Yesterday was one of the worst days I have had in a very long time. Several things went wrong all at once making it pretty overwhelming to keep working and be creative. I still feel sick from it and struggle with the conflict between taking responsibility for my life and beating myself up over circumstance.
What bothers me most is the overwhelming sense of negativity I felt and still feel -- something I haven't experienced in a very, very long time. I have had lots of tough times over the last year but my outlook has always remained genuinely positive. But yesterday I felt angry and resentful that I had to experience difficulty at a time when things should be easy and light. I had fatalist thoughts that despite all my efforts and hard work I will never have the life I want; having already far surpassed what my parents set me up for. I already have way more genuine goodness in my life than I should, but I want more.
These thoughts and feeling seem so immature I wonder if I have really grown at all?

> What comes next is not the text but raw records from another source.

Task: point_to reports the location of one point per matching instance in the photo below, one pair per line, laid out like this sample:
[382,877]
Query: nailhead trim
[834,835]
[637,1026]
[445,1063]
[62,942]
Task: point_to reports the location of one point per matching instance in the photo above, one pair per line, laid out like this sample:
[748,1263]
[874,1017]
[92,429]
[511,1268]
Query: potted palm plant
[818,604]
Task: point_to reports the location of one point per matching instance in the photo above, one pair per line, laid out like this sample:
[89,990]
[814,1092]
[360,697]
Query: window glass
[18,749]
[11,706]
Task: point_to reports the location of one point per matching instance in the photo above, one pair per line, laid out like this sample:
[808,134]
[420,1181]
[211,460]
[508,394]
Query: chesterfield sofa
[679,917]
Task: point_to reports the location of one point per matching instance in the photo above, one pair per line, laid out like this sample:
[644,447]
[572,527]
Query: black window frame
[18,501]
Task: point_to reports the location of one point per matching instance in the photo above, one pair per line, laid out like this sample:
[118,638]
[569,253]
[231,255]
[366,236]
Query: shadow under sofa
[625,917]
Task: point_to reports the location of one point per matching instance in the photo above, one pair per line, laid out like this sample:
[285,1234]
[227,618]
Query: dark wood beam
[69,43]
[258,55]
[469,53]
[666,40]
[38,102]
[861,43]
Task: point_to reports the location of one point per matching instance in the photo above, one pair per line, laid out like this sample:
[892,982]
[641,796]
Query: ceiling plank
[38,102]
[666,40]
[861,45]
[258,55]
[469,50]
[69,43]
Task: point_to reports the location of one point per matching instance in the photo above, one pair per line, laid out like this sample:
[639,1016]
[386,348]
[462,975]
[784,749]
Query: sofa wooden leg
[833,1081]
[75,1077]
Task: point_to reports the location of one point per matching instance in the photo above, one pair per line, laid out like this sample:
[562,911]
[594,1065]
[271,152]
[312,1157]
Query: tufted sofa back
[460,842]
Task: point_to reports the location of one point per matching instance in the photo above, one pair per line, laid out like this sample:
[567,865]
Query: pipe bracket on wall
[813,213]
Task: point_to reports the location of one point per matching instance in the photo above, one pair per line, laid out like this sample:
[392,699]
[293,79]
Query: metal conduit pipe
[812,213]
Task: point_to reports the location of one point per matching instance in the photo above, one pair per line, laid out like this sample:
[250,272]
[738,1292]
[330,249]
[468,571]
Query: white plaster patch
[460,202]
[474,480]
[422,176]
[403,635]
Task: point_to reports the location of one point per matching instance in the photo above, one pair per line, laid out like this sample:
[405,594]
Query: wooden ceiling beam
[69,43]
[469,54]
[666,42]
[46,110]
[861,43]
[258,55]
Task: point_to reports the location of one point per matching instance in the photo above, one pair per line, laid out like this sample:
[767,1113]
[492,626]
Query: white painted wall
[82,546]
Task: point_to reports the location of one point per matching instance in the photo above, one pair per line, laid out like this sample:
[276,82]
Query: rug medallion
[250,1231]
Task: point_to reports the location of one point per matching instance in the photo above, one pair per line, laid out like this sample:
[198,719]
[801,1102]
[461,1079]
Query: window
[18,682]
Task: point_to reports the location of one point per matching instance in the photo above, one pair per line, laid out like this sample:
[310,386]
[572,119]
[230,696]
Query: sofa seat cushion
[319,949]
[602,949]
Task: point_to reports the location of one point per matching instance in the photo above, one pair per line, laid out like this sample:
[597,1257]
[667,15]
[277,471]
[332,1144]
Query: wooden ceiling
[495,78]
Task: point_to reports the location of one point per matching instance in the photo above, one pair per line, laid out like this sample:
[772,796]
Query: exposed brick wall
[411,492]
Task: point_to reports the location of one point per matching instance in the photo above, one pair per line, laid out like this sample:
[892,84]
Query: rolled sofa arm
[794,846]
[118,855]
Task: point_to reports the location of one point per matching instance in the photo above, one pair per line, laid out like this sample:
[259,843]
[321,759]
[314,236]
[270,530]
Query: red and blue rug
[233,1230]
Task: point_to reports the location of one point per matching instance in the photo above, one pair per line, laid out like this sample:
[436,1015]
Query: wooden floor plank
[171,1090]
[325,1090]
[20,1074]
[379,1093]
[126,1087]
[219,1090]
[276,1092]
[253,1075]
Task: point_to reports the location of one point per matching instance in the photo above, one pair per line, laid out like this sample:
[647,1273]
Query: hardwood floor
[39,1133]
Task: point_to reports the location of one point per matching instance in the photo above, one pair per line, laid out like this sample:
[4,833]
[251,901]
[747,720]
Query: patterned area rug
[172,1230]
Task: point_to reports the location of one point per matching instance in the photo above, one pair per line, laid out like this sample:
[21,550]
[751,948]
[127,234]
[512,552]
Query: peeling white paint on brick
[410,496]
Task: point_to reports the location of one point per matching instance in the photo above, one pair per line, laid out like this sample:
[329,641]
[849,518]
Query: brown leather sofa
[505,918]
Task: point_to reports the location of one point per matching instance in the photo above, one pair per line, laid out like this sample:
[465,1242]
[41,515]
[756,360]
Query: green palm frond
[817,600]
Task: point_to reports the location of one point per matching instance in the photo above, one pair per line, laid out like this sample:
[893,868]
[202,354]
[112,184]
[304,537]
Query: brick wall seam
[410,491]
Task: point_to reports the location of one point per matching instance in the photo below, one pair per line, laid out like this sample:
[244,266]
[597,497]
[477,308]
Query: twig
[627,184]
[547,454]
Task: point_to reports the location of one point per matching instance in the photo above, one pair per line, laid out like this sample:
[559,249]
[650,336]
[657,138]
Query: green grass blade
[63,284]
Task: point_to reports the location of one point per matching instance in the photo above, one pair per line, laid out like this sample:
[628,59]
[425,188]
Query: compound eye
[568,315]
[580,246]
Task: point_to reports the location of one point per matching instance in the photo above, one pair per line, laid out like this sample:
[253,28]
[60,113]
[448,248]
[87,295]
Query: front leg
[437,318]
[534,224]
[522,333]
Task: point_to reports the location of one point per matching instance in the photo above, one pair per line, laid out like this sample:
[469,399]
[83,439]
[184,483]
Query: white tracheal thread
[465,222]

But as I write this I can see how ridiculous it sounds. On an intellectual level I know that change is not a linear progression towards perfection or some version of life where there is no struggle or hardship. We move forward and then we fall back a little. Sometimes I fall further back than I'm comfortable with. I always want to do the right thing, and act appropriately and perfectly no matter what -- sometimes at the negation of other real emotions like anger, hurt and pain. I'm just going to stop now and listen to Sam Cooke remind me that there's some sense in here somewhere.